Notebook comparing doublet results across methods #499

Open sjspielman opened 3 weeks ago

sjspielman commented 3 weeks ago

Purpose/implementation Section

Please link to the GitHub issue that this pull request addresses.

446

What is the goal of this pull request?

This PR explores the overlap for each method's doublet calls for each dataset, and also assesses performance of a "consensus caller."

Briefly describe the general approach you took to achieve this goal.

I wrote a single notebook to process all datasets with three main analysis sections, in addition to a conclusions section at the end:

  1. Upset plot comparing doublet calls
  2. PCA colored by consensus calls
  3. Confusion matrix and associated metric calculations

I also updated the overall module run script to render this notebook as the next step.

There are a few other changes here:

If known, do you anticipate filing additional pull requests to complete this analysis module?

Yep.

Results

What is the name of your results bucket on S3?

researcher-654654257431-us-east-2

What types of results does your code produce (e.g., table, figure)?

There are no additional result files, only the rendered notebook which contains all results from this analysis. I directly committed this notebook to the directory where I saved it in the module. Is this ok, or should I export it to results?

What is your summary of the results?

Doublet calls are not much in agreement, so consensus calls are small sets. The consensus calls do not appear to be the most accurate, either.

Provide directions for reviewers

What are the software and computational requirements needed to be able to run the code in this PR?

renv environment needed to render this notebook

Are there particularly areas you'd like reviewers to have a close look at?

I suppose I could add more analysis or interpretation to the notebook, but as there really isn't "much of a there there" to these results, as it were, I wasn't sure what else might be useful and informative to include. Do you have any ideas?

Is there anything that you want to discuss further?

-

Author checklists

Check all those that apply. Note that you may find it easier to check off these items after the pull request is actually filed.

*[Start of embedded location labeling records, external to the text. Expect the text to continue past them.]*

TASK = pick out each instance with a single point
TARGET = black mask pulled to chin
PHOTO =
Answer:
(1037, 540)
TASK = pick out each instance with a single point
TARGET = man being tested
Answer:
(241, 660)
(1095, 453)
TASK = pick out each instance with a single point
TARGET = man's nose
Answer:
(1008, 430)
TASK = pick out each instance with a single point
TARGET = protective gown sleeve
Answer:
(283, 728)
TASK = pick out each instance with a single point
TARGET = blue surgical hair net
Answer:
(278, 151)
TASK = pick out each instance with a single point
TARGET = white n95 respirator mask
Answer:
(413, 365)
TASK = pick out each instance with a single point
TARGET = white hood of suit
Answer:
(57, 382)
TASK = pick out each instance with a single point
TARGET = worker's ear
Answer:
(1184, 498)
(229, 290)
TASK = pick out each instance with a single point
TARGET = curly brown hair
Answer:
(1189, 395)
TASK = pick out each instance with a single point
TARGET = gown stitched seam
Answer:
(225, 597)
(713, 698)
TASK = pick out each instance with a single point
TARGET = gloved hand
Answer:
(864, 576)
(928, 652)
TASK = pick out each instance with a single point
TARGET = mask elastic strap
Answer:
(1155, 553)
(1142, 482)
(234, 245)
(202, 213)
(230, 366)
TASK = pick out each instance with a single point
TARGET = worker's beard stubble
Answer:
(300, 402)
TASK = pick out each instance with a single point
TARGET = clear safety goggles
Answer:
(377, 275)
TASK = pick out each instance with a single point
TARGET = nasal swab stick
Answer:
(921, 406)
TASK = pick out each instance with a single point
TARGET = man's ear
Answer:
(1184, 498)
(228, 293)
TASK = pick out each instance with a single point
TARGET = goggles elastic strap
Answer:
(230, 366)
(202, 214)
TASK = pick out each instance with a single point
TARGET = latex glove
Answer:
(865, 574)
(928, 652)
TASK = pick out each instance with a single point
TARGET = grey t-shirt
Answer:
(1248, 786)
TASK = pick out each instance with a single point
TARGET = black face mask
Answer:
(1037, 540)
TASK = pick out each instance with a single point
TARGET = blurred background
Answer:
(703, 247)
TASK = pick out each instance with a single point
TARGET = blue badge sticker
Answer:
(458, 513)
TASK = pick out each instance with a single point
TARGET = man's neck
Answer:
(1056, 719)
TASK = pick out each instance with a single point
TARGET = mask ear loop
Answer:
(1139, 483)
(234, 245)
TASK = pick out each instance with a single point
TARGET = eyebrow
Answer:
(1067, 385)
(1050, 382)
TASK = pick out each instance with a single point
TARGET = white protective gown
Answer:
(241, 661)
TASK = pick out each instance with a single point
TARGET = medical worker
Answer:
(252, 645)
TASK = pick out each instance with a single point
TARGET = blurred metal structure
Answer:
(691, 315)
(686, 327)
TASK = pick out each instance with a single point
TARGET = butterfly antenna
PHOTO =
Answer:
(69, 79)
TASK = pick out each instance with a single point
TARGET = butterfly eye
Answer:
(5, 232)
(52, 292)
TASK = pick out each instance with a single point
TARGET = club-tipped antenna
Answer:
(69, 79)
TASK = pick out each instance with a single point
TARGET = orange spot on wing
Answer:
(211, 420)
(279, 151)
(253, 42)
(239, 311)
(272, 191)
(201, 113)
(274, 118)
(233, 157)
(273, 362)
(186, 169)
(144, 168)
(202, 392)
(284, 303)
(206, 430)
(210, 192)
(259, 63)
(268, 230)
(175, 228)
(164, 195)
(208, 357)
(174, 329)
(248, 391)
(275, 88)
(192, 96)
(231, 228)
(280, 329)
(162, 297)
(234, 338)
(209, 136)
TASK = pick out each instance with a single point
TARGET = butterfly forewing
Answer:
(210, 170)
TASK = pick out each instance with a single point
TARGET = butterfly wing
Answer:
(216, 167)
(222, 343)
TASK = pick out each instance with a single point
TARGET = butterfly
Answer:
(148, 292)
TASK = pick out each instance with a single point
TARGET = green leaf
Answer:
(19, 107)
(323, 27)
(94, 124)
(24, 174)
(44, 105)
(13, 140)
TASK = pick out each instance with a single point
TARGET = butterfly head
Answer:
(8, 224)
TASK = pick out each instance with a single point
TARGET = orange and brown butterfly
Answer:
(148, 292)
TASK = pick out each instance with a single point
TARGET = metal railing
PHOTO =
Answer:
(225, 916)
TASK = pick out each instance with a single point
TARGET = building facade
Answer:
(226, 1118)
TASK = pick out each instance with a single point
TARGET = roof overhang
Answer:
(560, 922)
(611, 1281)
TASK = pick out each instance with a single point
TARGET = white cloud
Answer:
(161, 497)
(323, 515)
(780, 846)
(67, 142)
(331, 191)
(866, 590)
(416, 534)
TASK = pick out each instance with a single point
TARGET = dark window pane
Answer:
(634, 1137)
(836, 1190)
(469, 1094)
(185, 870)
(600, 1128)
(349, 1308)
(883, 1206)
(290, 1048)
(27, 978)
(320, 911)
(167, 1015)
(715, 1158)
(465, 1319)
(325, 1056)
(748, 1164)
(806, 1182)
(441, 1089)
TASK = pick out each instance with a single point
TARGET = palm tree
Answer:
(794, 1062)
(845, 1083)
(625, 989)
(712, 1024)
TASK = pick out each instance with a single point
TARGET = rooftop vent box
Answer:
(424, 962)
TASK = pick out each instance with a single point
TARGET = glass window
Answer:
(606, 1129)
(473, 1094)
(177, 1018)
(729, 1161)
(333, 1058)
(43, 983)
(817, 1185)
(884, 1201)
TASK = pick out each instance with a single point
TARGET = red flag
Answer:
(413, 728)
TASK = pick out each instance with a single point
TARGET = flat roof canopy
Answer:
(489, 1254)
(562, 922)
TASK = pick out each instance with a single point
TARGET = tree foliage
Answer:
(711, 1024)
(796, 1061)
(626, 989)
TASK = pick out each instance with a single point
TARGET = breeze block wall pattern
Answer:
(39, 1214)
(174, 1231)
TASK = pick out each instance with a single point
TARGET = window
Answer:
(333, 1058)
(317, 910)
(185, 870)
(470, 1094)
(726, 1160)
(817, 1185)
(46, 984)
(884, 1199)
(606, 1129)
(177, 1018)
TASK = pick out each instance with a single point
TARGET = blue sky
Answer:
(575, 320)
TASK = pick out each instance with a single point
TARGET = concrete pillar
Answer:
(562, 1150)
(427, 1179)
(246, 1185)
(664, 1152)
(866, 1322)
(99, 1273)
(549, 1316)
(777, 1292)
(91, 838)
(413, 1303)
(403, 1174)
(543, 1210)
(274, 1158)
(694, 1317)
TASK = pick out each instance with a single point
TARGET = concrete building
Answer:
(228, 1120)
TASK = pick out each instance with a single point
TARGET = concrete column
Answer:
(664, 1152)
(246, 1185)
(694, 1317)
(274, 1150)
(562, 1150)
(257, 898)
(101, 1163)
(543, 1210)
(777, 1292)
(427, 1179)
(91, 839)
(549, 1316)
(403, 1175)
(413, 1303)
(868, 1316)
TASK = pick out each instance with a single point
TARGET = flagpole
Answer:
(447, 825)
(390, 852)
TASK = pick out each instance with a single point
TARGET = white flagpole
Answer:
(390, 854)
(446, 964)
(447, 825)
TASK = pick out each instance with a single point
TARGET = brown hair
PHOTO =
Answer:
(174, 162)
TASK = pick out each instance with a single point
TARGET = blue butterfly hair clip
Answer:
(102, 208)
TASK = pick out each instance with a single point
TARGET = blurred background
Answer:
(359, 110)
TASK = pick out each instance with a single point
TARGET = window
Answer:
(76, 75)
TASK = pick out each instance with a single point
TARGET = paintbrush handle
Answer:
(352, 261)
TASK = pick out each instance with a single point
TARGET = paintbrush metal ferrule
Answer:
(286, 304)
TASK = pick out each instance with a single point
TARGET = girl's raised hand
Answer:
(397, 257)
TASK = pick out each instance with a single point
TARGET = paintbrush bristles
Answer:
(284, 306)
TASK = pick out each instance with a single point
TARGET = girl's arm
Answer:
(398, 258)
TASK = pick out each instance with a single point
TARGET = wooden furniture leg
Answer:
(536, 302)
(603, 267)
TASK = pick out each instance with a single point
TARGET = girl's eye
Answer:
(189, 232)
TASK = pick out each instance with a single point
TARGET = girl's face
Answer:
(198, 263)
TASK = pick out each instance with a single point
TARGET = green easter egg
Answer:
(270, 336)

Analysis module and review

Reproducibility checklist

sjspielman commented 1 week ago

We're back! I updated code throughout notebook in response to reviews, including using a 0.5 threshold for cxds and adding more PCAs. While looking at the PCAs, it actually looked to me like it was cxds that was capturing a lot of the consensus false negative droplets, and those points were missed by scDblFinder and scrublet. Therefore, for this first round returning back to you, I didn't do a re-analysis with just those two methods. Do you still think it's worth doing?

Edit: notebook for review convenience! 03_compare-benchmark-results.nb.html.zip

sjspielman commented 3 days ago

The next iteration has finally landed! I've incorporated the conceptual items brought up in review, and did some notebook rearrangement accordingly. Note that I do think this could be more modular since there is some repeated code between different types of consensus analyses (all 3 methods vs only 2 methods), but given where we anticipate this module headed overall, I wasn't sure that was really worth the effort.

Here's a rendered notebook: 03_compare-benchmark-results.nb.html.zip

sjspielman commented 3 days ago

One thought I had is that this module is an optional analysis module that can be used to run doublet detection using three different methods, but that's it. So contributors can have it if that's something they feel is necessary for their analysis, but we don't go beyond that.

This seems pretty reasonable to me actually, for the end-goal of the module to be a utility for folks to run these three methods on an SCE, which would include associated results and metadata.